Fermín abre los ojos justo en el momento en que la primera pincelada del amanecer se dibuja en el cielo. El dolor de huesos recorre cada pliegue de su curtida piel. Se levanta a pesar del quejido de sus caderas y se acerca al armario. En el fondo, una percha olvidada sujeta una funda que ha perdido su color. La abre y un traje, ya pasado de moda, aparece ante sus ojos llenando la habitación de momentos felices. Con él llevó a su hija al altar, ante la mirada de Manuela que era incapaz de apaciguar unas lágrimas que distorsionaban por completo su maquillaje.
Comienza a vestirse tan rápido como sus torpes manos le permiten. A pesar de que el dolor de su espalda le susurra que vuelva a la cama, Fermín insiste en desafiar a esos huesos desgastados. Es el cumpleaños de Manuela y tiene que ir a verla. No puede dejarla plantada. Nunca lo ha hecho.
Termina de vestirse. Peina el escaso cabello que cubre sus sienes y se echa el perfume que le regaló Manuela en las últimas Navidades. Se mira al espejo y, por un instante, sus huesos dejan de incordiar y se siente joven otra vez.
Sale de casa al amparo de los primeros destellos de sol. A esa hora no tendrá problema en encontrar sitio en su cafetería habitual. Como siempre dice Manuela: a quién madruga dios le ayuda. Camina despacio, apoyado en el bastón que calma sus piernas, y toma el desvío hacia la panadería. Como cada año, compra la pequeña tartaleta de manzana que tanto le gusta a Manuela. Pide que se la envuelvan y la joven del mostrador, que ya le conoce, le regala una vela acompañada de una sonrisa. A pesar de tantos años juntos, Manuela no concibe un lugar mejor que esa pequeña cafetería para celebrar su cumpleaños. Ahí fue donde se conocieron y, a pesar de todos los cambios que ha sufrido la ciudad, parece como si ese rincón permaneciera ahí para salvaguardar su amor.
Fermín sale de la panadería y continúa su camino. A pesar del sol, el aire frío de primeros de otoño se incrusta en sus rodillas. Tiene que detenerse en varias ocasiones para recobrar el aliento, pero la sonrisa de Manuela le hace continuar. Recuerda la primera vez que la vio. Aún eran unos chiquillos, pero desde el primer momento supieron que pasarían la vida juntos.

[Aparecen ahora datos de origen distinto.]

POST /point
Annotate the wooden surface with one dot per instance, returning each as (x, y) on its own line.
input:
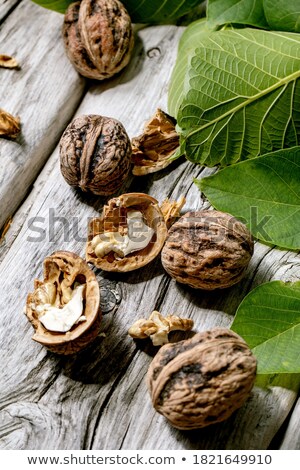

Dobla la esquina y ve el pequeño café que acaba de comenzar un nuevo día. Empuja sus caderas hacia allí y el joven camarero, que aún está montando las mesas, le ayuda a subir el escalón de la entrada.
- Buenos días, Fermín. Hoy ha madrugado mucho.
- Es un día especial. ¿Ha llegado ya Manuela?
- Aún no. Pero le acompaño a la mesa y le voy preparando un café para que entre en calor.
- Gracias. Hoy es su cumpleaños, ¿sabe? Estará al llegar.
- No se preocupe. Si quiere la llamo para avisarla de que usted ya está aquí.
- Me haría un gran favor. Muchísimas gracias.
El joven ayuda a Fermín a sentarse y desaparece detrás de la barra. Fermín ve cómo realiza la llamada mientras la emoción del gran día calienta sus entumecidos huesos. Se frota las manos y recoloca, sin necesidad, el traje. Espera mirando con una sonrisa las vidas que discurren a través de la ventana de la cafetería. El joven camarero se acerca y deja el café.
- ¿Ha hablado con Manuela?- pregunta Fermín impaciente.
- Sí, viene de camino.
El corazón de Fermín se encoge. Saca el pastel de su envoltorio y coloca la vela encima de uno de los trozos de manzana. La enciende con una de las cerillas que lleva en el bolsillo y da un trago al café. De pronto, la puerta se abre. Por un instante la ve. Joven y radiante. Viene apresurada. Nunca le ha gustado llegar tarde. Se acerca a la mesa, y cuando Fermín se fija en su sonrisa, un pinchazo en el fondo del estómago le paraliza los huesos.
- Papá, menudo susto me has dado. Cuando me he levantado y vi que no estabas…
- Pero…pero…es su cumpleaños, tenía que venir aquí. ¿Dónde está?
- Papá, lo siento. Mamá ya no está con nosotros.
Las manos de Fermín comienzan a temblar. Manuela le ha dejado y ahora su cabeza también pretende abandonarle.
- Venga papá, vámonos a casa. Celebraremos allí su cumpleaños.
Fermín se deja llevar. El bastón guía sus huesos desgastados entre las mesas sin esfuerzo. Sale de la cafetería y, a través de la ventana, ve cómo la vela se va apagando hasta perderse entre los primeros visitantes matutinos del café.